30 mars 2007
Musée de chez Zola
Ici, c'est autre chose...et bien plus court. C'est une description d'un musée imaginaire, version Zola, enfin, on fait comme on peut ^^
Lorsque Jeanne posa ses yeux emplis de curiosité sur la fenêtre du musée, elle ne se doutait pas que quelques minutes plus tard, elle se retrouverait à l’intérieur. L’ombre de sa tête d’enfant était projetée sur le parquet de la salle vide, éclipse de soleil dans cette matinée d’été.
Les minutes passèrent et le reste du corps de la jeune fille se retrouva dans la salle du musée. À ses pieds, une vallée de tableaux faite de creux et de bosses, s’ouvrait devant elle. Les verts et les marrons lui sautaient aux yeux, lui laissant le loisir de s’imaginer dans une prairie. Les cadres brillaient de tous leurs feux, tels des soleils se levant sur la crête des montagnes. La petite fille émerveillée continuait de vagabonder entre les tableaux de peintres inconnus, lui rappelant pour certains un Renoir, pour d’autres un Cézanne. Sortant de cette prairie verdoyante aux reflets d’émeraude et d’agate, elle se retrouva plongée, en pleine fournaise, dans une galerie aux teintes rouges orangées. Ces couleurs lui donnaient chaud, elle en ouvrit son col. Les couleurs lui assaillaient les yeux, la peau, l’attirant partout. C’était un brasier, une fournaise, un volcan. Ces tableaux aux couleurs de l’été, comme Van Gog en avait souvent fait, sentaient la paille et résonnaient du bruit des cigales.
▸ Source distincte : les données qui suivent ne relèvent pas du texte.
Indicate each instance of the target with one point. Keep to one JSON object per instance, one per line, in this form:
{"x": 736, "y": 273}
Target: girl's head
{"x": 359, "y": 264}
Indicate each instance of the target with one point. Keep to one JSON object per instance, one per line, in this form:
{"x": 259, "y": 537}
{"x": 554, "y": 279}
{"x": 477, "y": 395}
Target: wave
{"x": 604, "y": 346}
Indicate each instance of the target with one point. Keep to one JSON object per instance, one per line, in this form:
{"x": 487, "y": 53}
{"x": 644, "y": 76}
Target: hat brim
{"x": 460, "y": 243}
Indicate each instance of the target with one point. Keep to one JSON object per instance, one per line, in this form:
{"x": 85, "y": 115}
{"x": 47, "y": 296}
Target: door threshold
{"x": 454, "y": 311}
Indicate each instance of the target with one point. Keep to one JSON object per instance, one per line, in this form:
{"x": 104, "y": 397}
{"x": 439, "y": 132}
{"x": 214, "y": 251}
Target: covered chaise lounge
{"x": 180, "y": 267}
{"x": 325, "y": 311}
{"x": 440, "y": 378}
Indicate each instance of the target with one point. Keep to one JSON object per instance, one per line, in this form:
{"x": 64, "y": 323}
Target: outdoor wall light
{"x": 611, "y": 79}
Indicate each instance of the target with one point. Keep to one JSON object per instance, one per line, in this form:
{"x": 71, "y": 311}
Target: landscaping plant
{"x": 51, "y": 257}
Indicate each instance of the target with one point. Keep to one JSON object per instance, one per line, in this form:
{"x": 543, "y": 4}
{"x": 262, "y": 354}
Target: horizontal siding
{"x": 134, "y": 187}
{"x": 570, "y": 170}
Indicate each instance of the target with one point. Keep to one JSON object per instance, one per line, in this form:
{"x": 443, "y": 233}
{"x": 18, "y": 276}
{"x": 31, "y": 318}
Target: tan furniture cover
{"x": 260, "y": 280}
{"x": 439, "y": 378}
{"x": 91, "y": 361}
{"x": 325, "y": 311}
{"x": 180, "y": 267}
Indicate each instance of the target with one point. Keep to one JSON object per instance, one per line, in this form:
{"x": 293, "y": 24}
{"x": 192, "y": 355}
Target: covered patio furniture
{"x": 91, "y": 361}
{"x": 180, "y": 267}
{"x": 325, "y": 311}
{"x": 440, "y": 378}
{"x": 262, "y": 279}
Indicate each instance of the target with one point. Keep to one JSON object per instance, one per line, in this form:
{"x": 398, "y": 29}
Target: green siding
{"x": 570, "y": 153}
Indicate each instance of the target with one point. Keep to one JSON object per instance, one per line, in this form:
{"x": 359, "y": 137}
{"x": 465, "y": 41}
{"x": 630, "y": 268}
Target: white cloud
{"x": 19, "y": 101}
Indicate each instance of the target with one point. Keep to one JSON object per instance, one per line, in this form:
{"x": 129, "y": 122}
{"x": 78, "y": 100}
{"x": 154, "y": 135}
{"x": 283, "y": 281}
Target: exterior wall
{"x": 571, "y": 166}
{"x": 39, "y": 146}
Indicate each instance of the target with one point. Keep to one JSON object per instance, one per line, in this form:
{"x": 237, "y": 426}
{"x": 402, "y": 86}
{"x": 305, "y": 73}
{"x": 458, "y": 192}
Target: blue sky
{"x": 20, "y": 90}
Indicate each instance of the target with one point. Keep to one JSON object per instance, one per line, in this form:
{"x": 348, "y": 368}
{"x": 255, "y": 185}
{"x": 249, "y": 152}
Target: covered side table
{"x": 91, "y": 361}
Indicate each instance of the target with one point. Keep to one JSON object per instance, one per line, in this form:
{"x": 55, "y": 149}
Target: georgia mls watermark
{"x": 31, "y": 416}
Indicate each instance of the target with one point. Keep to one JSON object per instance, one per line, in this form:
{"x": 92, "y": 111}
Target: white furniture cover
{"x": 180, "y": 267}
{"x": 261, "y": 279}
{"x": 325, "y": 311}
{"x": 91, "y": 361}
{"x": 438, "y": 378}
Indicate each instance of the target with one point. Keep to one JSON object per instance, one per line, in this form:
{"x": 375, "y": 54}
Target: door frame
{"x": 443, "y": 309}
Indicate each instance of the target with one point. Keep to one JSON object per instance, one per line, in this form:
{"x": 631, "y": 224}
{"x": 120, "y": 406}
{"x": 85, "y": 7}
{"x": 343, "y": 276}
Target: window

Jeanne aurait voulu rester là plus longtemps, mais ses pieds, attirés par quelques curiosités colorées, continuaient d’avancer. Le regard de la jeune fille se porta alors sur une toile, une seule. Celle-ci était d’un bleu, le plus pur qui ne lui ait jamais été donné de voir. Il n’y avait rien d’autre sur ce tableau que cette couleur bleue, un bleu de nuit qui aspirait tout, et prenait toute son importance, même au milieu de couleurs chaudes. C’était un gouffre rempli de ténèbres au milieu de cette fournaise en pleine activité. Ce tableau lui donna froid dans le dos, il cachait quelque chose.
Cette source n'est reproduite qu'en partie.